In a groundbreaking development, researchers in Germany have discovered a way to generate protein and vitamin B9 from microbes using just hydrogen, oxygen, and carbon dioxide. This sustainable method, powered by renewable energy, produces a nutrient-rich yeast that could potentially transform our diets.
The research team, led by Largus Angenent at the University of Tübingen, Germany, developed a two-stage bioreactor system. This system first employs a bacterium called Thermoanaerobacter kivui to convert hydrogen and carbon dioxide into acetate, a compound found in vinegar. In the second stage, this acetate, along with oxygen, is consumed by Saccharomyces cerevisiae, commonly known as baker’s yeast, to produce protein and vitamin B9.
“This is a fermentation process similar to how you make beer, but instead of giving the microbes sugar, we gave them gas and acetate,” explains Angenent. While yeast is known to produce vitamin B9 using sugar, it was uncertain if the same could be achieved with acetate. The findings confirm that acetate-fed yeast produces comparable amounts of vitamin B9.
The nutritious yield is impressive. Approximately 6 grams (0.4 tablespoons) of the dried yeast suffice to meet the daily vitamin B9 requirement. Furthermore, a serving of 85 grams (around 6 tablespoons) of this yeast provides 61% of the daily protein needs, surpassing traditional protein sources like beef, pork, fish, and lentils.
Although the yeast needs to be treated to remove compounds that could increase the risk of gout if consumed in large quantities, the treated yeast still delivers 41% of the daily protein requirement. This makes it a highly competitive alternative to conventional proteins.

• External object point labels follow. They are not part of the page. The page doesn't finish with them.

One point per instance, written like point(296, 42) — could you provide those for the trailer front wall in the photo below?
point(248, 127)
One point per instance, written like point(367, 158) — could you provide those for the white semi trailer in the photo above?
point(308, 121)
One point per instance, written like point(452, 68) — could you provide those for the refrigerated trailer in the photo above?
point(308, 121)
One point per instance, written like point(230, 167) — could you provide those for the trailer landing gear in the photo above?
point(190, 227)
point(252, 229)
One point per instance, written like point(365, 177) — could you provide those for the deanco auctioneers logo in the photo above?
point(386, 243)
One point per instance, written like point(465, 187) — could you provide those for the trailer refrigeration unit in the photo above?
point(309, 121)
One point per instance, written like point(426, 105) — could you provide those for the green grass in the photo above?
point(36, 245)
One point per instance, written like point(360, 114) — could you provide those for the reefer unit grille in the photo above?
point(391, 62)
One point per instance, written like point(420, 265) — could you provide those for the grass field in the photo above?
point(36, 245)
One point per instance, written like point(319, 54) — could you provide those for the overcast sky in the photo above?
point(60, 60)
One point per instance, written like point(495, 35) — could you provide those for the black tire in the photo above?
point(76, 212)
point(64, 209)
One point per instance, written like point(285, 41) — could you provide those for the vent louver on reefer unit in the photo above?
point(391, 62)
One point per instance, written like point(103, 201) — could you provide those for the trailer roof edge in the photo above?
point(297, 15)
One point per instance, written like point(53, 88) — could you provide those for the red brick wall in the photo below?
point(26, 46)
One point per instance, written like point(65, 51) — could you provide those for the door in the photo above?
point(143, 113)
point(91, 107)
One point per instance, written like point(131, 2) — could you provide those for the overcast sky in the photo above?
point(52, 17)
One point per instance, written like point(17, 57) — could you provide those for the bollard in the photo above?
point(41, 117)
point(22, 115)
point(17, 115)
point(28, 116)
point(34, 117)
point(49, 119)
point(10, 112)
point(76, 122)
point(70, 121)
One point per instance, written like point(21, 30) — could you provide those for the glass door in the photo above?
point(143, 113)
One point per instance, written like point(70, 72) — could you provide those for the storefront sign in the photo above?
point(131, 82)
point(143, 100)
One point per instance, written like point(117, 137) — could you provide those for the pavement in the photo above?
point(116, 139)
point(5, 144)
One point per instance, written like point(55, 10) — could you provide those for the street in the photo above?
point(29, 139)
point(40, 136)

The technology not only promises to tackle global nutritional challenges but also offers significant environmental benefits. By utilizing renewable energy and carbon dioxide, it minimizes carbon emissions associated with food production. Additionally, it reduces the dependency on agricultural land, opening doors for land conservation and sustainable farming practices.
“We are approaching 10 billion people in the world, and with climate change and limited land resources, producing enough food will become harder and harder,” says Angenent. “One alternative is growing proteins in bioreactors through biotechnology rather than growing crops to feed animals. It makes agriculture much more efficient.”

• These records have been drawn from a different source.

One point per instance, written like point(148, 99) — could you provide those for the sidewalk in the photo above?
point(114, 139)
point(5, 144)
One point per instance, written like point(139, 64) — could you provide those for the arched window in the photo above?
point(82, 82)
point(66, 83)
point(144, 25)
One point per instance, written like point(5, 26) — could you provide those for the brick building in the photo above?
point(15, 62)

The potential impact is multifaceted—addressing food security, environmental sustainability, and public health. It offers a viable solution to meet protein requirements in developing countries, which often face food scarcity and nutrient deficiencies.
Nevertheless, the journey from lab to market involves several steps. The team plans to refine the production process, ensure food safety, conduct technical and economic evaluations, and assess consumer demand before this yeast protein becomes a grocery store staple.
Angenent emphasizes the consumer-friendly aspects, stating, “The fact that we can make vitamins and protein at the same time at a pretty high production rate without using any land is exciting. The end product is vegetarian/vegan, non-GMO, and sustainable, which could appeal to consumers.”
This promising research, supported by various German and international institutions, has been published in the journal Trends in Biotechnology. As the world grapples with the complexities of food production and environmental conservation, such innovative solutions may soon become essential to our everyday lives.